191910501051- S1 PWK Universitas Jember

Selanjutnya

Tutup

Money Pilihan

Meneropong Dinamika Utang Luar Negeri (ULN) Indonesia

13 Mei 2020   11:23 Diperbarui: 13 Mei 2020   11:36 217
+
Laporkan Konten
Laporkan Akun
Kompasiana adalah platform blog. Konten ini menjadi tanggung jawab bloger dan tidak mewakili pandangan redaksi Kompas.
Lihat foto
Ekonomi. Sumber ilustrasi: PEXELS/Caruizp

Tak ada negara yang tidak pernah berhutang. Bahkan negara besar sekaliber Amerika sekalipun juga punya hutang. Bantuan luar negeri ini sudah menjadi aspek yang wajar dalam konteks ekonomi pendanaan pembangunan. Di jepang misalnya, untuk mengembalikan lagi negaranya yang lumpuh setelah kalah telak pada PD II melakukan hutang luar negeri. 
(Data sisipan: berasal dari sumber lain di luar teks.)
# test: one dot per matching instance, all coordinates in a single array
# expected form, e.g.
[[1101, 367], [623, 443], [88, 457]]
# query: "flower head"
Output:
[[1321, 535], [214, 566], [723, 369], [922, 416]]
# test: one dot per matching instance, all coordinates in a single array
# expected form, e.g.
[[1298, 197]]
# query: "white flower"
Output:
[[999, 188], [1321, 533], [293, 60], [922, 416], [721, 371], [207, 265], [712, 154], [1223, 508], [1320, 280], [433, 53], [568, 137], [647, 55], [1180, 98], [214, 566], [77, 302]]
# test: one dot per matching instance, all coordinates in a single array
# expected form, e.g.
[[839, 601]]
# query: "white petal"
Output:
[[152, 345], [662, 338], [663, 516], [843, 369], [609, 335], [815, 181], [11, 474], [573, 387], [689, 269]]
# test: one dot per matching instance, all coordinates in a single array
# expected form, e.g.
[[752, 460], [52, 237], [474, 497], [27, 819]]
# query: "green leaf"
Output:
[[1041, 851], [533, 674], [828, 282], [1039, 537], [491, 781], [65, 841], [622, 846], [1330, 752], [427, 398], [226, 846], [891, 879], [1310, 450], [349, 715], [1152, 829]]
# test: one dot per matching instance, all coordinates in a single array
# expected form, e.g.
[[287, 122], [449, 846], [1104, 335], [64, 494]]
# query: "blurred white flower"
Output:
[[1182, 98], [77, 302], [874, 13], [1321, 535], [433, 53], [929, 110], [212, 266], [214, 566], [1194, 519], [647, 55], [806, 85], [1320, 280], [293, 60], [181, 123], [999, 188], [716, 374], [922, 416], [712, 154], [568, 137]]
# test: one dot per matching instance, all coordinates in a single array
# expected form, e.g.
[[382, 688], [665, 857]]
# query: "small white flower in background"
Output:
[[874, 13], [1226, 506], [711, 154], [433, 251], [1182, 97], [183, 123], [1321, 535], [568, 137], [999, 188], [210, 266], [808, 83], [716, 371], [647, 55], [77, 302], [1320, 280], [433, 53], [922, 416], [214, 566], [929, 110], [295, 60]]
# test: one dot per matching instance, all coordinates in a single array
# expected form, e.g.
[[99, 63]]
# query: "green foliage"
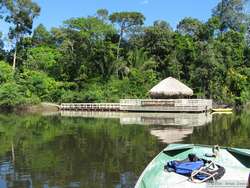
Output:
[[40, 84], [12, 95], [6, 73], [43, 58]]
Hal ini juga dilakukan Jerman yang kalah perang untuk pembangunan negaranya. Negara Indonesia sebagai negara berkembang yang masih banyak membangun berbagai sarana dan prasarana pun tanpa perkecualian juga punya utang.
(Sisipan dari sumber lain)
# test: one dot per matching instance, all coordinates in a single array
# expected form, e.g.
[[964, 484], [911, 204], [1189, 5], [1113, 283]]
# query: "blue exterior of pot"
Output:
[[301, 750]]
 Bahkan tak dapat dipungkiri bahwa utang luar negeri (ULN) menjadi hal yang sangat krusial sebagai modal salah satu sumber pembiayaan pembangunan perekonomian nasional. 
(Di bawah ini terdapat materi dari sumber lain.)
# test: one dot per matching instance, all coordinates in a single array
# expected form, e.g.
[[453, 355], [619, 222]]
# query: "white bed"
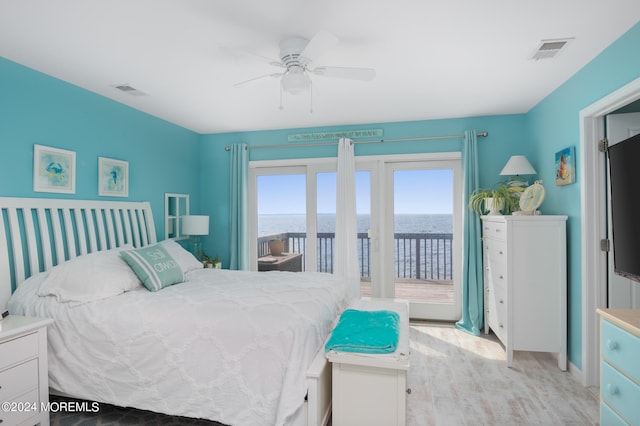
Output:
[[241, 348]]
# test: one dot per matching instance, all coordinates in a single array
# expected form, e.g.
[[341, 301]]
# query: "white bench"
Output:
[[371, 389]]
Namun meski selama ini hal tersebut menjadi faktor pendukung bisa berjalannya mobilitas perekonomian, sebagian besar masyarakat masih tidak paham dengan posisi utang negara. Akibatnya sering kita jumpai kritik yang menyalahkan pemeritah selaku pemangku kebijakan yang dianggap tidak bisa memanajemen utang negara hingga jumlah nominalnya begitu fantastis. Angkanya mencapai triliunan Rupiah dan menimbulkan kekhawatiran.

Padahal tanpa kita sadari pengadaan infrastruktur seperti jembatan, fasilitas publik, dan jalan bisa terwujud berkat adanya sumber pembiayaan lain berupa bantuan dari luar negeri atau utang negara. 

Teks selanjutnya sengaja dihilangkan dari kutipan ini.